L’obiettivo resta sempre lo stesso: abbassare l’età nella Pubblica Amministrazione, mediante la cosiddetta “staffetta generazionale” auspicata a più riprese dal ministro della PA Marianna Madia. L’ipotesi di “svecchiamento” dei ranghi ora passa da un emendamento a prima firma di Hans Berger, senatore del gruppo per le Autonomie.
Dopo che il primo progetto della Madia – basato sul prepensionamento con 1-2 anni di anticipo dei dipendenti statali, assumendo un nuovo dipendente ogni tre prepensionati e portando gradualmente alla staffetta di cui sopra – aveva suscitato le perplessità della Ragioneria di Stato, preoccupata per il possibile aumento dell’onere sulle spalle del sistema previdenziale, ora il nuovo emendamento sembra risolvere diversi problemi. E, da quanto anticipato dal quotidiano Il Messaggero, potrebbe ottenere il via libera del governo e del relatore della riforma, Giorgio Pagliari. Ma ciò potrebbe non bastare.

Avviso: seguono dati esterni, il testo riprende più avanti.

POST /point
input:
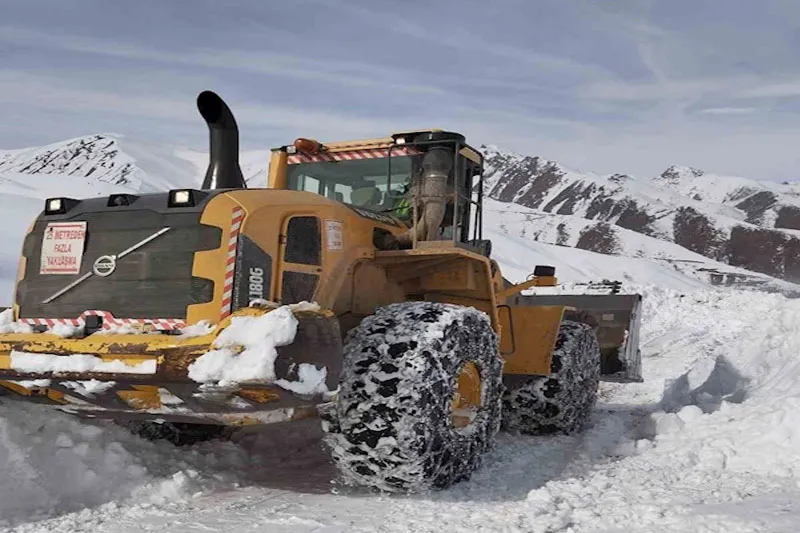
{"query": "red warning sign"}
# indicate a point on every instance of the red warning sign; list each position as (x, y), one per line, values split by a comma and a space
(62, 248)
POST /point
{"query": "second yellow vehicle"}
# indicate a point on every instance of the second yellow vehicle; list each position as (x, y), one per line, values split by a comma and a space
(224, 305)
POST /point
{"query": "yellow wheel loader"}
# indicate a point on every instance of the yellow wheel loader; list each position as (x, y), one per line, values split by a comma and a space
(227, 306)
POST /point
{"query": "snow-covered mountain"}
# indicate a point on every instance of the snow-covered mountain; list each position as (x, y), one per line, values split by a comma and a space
(744, 223)
(606, 218)
(708, 441)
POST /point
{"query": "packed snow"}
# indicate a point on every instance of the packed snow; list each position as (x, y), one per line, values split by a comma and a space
(8, 325)
(246, 350)
(40, 363)
(708, 442)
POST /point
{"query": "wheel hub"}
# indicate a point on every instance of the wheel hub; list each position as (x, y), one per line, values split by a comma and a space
(467, 397)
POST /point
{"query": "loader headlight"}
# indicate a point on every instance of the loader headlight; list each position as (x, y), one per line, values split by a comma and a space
(181, 198)
(59, 206)
(54, 205)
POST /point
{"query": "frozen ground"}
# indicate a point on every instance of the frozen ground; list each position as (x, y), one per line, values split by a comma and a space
(709, 442)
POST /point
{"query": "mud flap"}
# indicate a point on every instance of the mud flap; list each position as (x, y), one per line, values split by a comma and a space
(616, 319)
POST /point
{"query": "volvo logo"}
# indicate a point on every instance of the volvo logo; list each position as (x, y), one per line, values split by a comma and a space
(105, 265)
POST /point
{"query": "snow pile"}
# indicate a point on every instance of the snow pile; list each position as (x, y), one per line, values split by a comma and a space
(246, 351)
(53, 463)
(36, 363)
(7, 324)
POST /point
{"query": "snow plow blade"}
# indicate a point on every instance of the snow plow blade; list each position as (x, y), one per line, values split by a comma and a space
(146, 376)
(616, 319)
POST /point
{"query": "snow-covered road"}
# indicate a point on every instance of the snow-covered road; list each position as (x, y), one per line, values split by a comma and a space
(709, 442)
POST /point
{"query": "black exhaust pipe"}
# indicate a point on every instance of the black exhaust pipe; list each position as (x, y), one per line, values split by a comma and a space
(223, 154)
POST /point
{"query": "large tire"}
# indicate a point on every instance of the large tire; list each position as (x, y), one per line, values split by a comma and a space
(391, 426)
(563, 401)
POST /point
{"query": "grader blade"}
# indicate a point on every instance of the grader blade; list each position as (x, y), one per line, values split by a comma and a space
(617, 321)
(146, 376)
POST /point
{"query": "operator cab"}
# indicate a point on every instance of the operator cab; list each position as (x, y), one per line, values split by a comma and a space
(376, 175)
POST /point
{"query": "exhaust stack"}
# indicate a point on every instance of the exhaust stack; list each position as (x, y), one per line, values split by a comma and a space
(223, 163)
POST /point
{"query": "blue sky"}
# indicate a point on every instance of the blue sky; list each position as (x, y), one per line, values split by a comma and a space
(606, 86)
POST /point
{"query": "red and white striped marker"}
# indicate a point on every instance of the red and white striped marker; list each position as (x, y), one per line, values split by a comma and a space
(237, 217)
(109, 321)
(352, 155)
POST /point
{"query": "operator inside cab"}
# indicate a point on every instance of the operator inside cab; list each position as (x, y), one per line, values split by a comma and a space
(431, 189)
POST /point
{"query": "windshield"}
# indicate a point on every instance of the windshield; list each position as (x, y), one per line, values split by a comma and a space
(359, 182)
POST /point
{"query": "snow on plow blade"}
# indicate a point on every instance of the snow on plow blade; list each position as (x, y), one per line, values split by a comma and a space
(233, 375)
(617, 321)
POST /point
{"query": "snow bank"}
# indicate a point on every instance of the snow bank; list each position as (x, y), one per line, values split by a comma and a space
(7, 324)
(53, 463)
(37, 363)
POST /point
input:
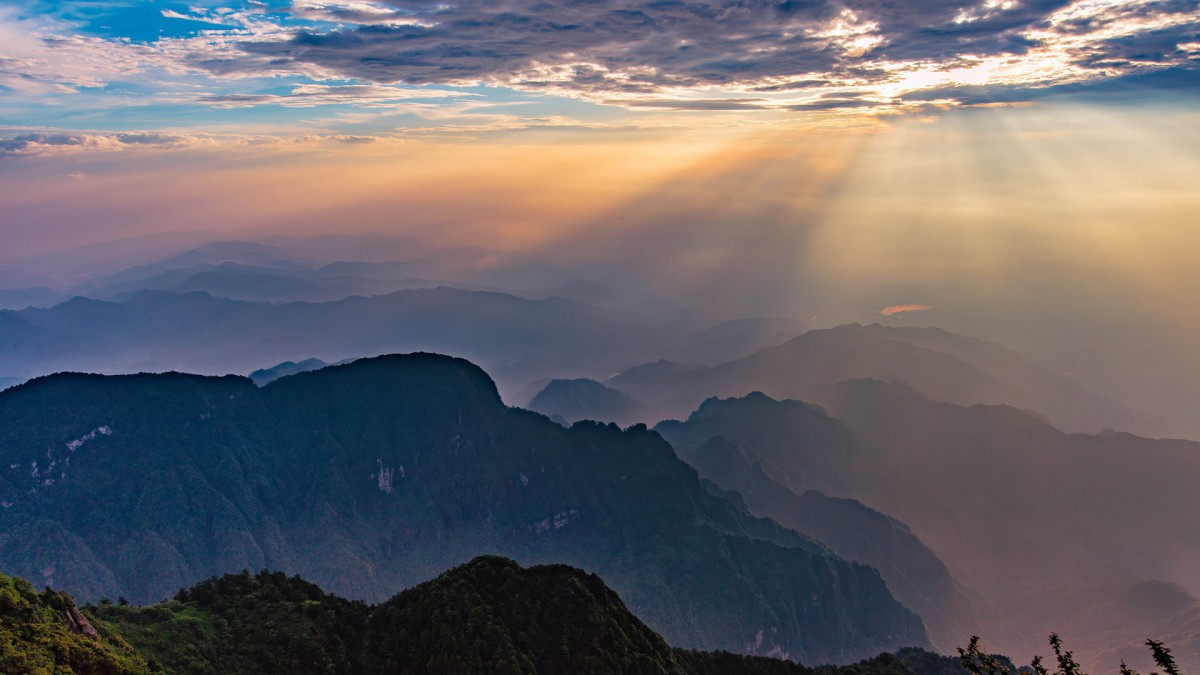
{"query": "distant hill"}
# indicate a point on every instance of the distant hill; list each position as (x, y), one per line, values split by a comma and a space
(937, 364)
(264, 376)
(381, 473)
(571, 400)
(1041, 523)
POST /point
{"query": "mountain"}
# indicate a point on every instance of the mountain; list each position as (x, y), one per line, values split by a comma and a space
(489, 615)
(913, 573)
(571, 400)
(519, 339)
(1041, 523)
(267, 375)
(939, 364)
(735, 339)
(46, 633)
(381, 473)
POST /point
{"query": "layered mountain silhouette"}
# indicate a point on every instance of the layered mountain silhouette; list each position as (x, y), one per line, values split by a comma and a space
(735, 339)
(573, 400)
(489, 615)
(913, 573)
(381, 473)
(516, 338)
(1084, 535)
(939, 364)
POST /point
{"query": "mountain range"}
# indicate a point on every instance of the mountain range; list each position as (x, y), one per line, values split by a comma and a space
(489, 615)
(1090, 536)
(381, 473)
(939, 364)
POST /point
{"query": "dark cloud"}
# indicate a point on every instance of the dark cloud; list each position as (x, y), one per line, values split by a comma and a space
(639, 49)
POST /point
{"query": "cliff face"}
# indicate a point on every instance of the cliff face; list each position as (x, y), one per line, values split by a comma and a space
(47, 633)
(375, 476)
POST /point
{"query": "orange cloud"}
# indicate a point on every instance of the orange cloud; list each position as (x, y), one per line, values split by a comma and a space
(901, 309)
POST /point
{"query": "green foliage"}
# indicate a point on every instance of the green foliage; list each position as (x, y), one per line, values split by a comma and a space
(267, 623)
(42, 634)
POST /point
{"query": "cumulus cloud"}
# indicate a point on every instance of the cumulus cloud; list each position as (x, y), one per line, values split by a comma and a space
(633, 52)
(312, 95)
(700, 55)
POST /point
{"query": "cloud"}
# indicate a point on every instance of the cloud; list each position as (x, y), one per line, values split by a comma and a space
(903, 309)
(312, 95)
(619, 51)
(676, 55)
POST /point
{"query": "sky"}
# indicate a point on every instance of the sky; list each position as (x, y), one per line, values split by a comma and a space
(1018, 169)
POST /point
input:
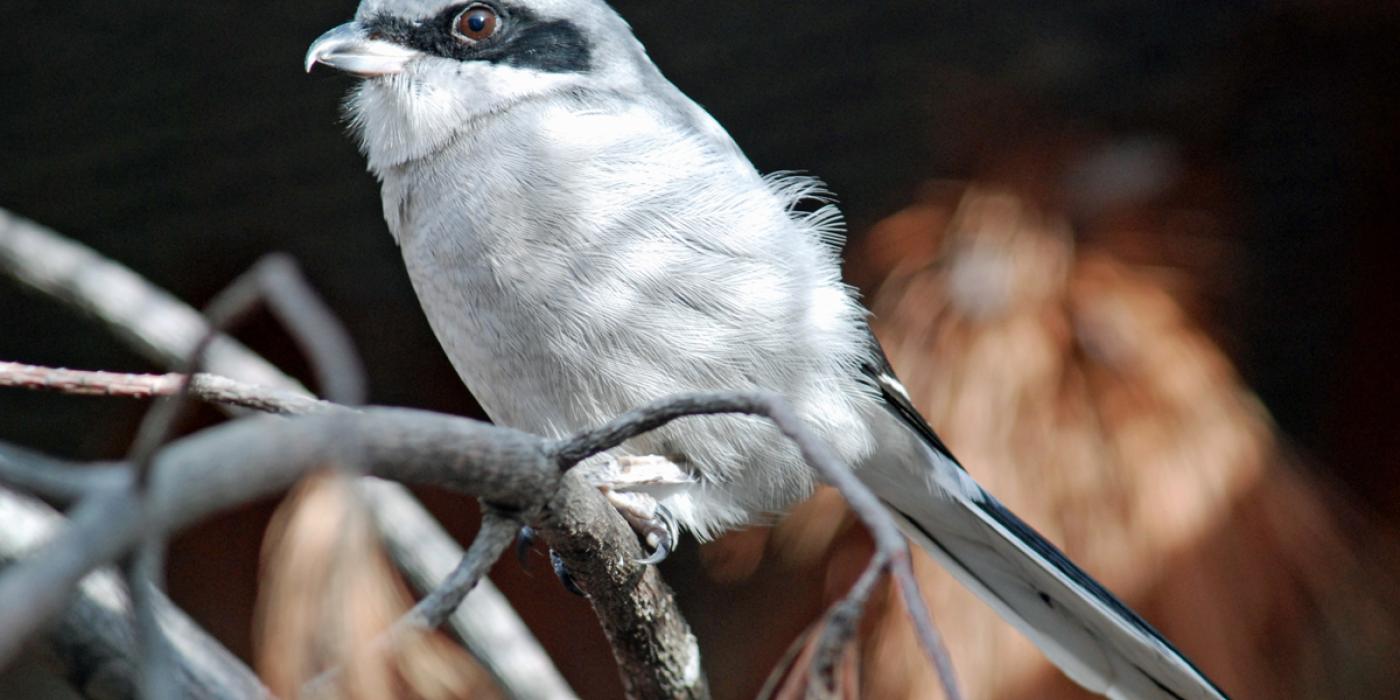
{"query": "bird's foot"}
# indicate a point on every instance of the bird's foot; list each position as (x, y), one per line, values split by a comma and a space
(626, 482)
(651, 521)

Pensioni statali: perchè la norma potrebbe rivelarsi un flop
Con la riformulazione in base all’emendamento in questione, non ci sarebbe più un vero e proprio premensionamento, bensì la possibilità per la PA di promuovere il ricambio generazionale mediante la riduzione “su base volontaria e non revocabile” dell’orario di lavoro e della retribuzione del personale vicino alla pensione.
La soluzione rappresenta un compromesso rispetto al precedente emendamento Berger – bocciato dalla ragioneria sempre a causa degli eccessivi costi per il bilancio dello Stato – in quanto l’invarianza della contribuzione previdenziale non sarebbe più garantita dallo Stato bensì da una “contribuzione volontaria ad integrazione”. Tradotto in parole semplici: dovrà essere il lavoratore che opta per la pensione anticipata a versare la quota restante di contributi. Un meccanismo che, se da un lato allieva il peso previdenziale sul bilancio statale, dall’altro difficilmente rappresenterà un appetibile incentivo per il lavoratore intenzionato ad optare per il prepensionamento.